Dominica Oliveri leads the decorating team. She’s worked for Cathedral Candle for 20 years, almost since she first arrived in the United States from Italy. She loves worshiping at St. Mary’s of the Assumption Church in Baldwinsville and seeing her handiwork on the altar. She’ll sometimes lean over and tell the person beside her: “I made that one.”
“I know it’s for God, so I work so hard,” she said. “I will do everything, making sure all of the work gets done.”
It’s work that brings milestones of satisfaction. Oliveri recalls spending extra hours last year weaving silver leaf and gold leaf that would adorn custom candles for Pope Francis’s visit to the United States. She beamed with pride when Masses were televised with her team’s candles on the Holy Father’s altar.
“I called my family in Italy, my kids,” she said. “I said to them, ‘Go watch the TV.’” Consistency in location has enhanced Cathedral Candle’s stability across the decades. The facility is in a neighborhood that’s long drawn immigrants — first from Germany, then Italy and Southeast Asia — and offers them an employment opportunity. More than half of the company’s employees live close enough that they can walk to work, Mark Steigerwald said.
Once candles are finished, they’re sold through a network of distributors who call on congregations individually and maintain business relationships that span generations.
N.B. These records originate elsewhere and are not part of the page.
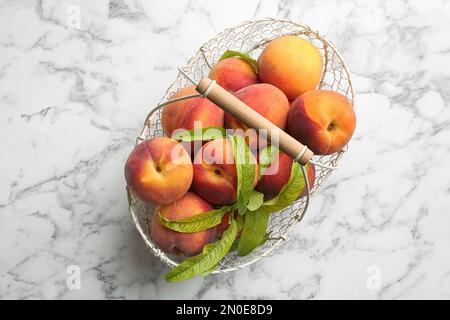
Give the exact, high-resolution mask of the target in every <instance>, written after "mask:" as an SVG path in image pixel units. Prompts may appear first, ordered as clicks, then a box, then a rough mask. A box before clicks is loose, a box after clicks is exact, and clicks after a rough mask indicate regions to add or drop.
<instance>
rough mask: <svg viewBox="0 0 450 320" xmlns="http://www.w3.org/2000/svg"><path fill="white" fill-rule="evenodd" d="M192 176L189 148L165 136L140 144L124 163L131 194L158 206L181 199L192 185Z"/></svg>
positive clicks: (142, 142) (126, 180)
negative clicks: (188, 152) (189, 154)
mask: <svg viewBox="0 0 450 320" xmlns="http://www.w3.org/2000/svg"><path fill="white" fill-rule="evenodd" d="M192 177H193V168H192V162H191V158H190V156H189V154H188V153H187V151H186V149H184V148H183V147H182V145H181V144H179V143H178V142H177V141H175V140H172V139H170V138H166V137H157V138H153V139H150V140H146V141H144V142H142V143H140V144H138V145H137V146H136V147H135V148H134V150H133V151H132V152H131V153H130V155H129V156H128V159H127V162H126V164H125V179H126V181H127V184H128V187H129V188H130V190H131V192H133V194H135V195H136V196H137V197H138V198H139V199H141V200H143V201H148V202H152V203H154V204H157V205H166V204H169V203H171V202H173V201H175V200H177V199H179V198H181V197H182V196H183V195H184V194H185V193H186V192H187V191H188V189H189V187H190V186H191V183H192Z"/></svg>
Tonini Church Supply Company in Louisville has sold Cathedral Candle wares for more than 100 years.
“We’ve got five generations of Toninis that have been working here,” said Richard Tonini, co-owner of his family’s distributorship. Tonini’s five-generation partnership with Cathedral Candle, Tonini said, testifies to their mutual regard for the church and their respective families’ histories in enterprise.
In candle-making as in other industries, adaptation to change and challenge has been necessary for survival. Hi-tech tools now track inventory and keep production on track. New machinery hums alongside the old. Yet it’s largely because some things do not change that Cathedral Candle can give thanks for its solid 21st-century business.
“The church is changing, and the world is changing,” said May Sherrod, a longtime member of the altar guild at Church of the Good Shepherd in Raleigh. “But there will always be candles as far as the Episcopal Church is concerned.”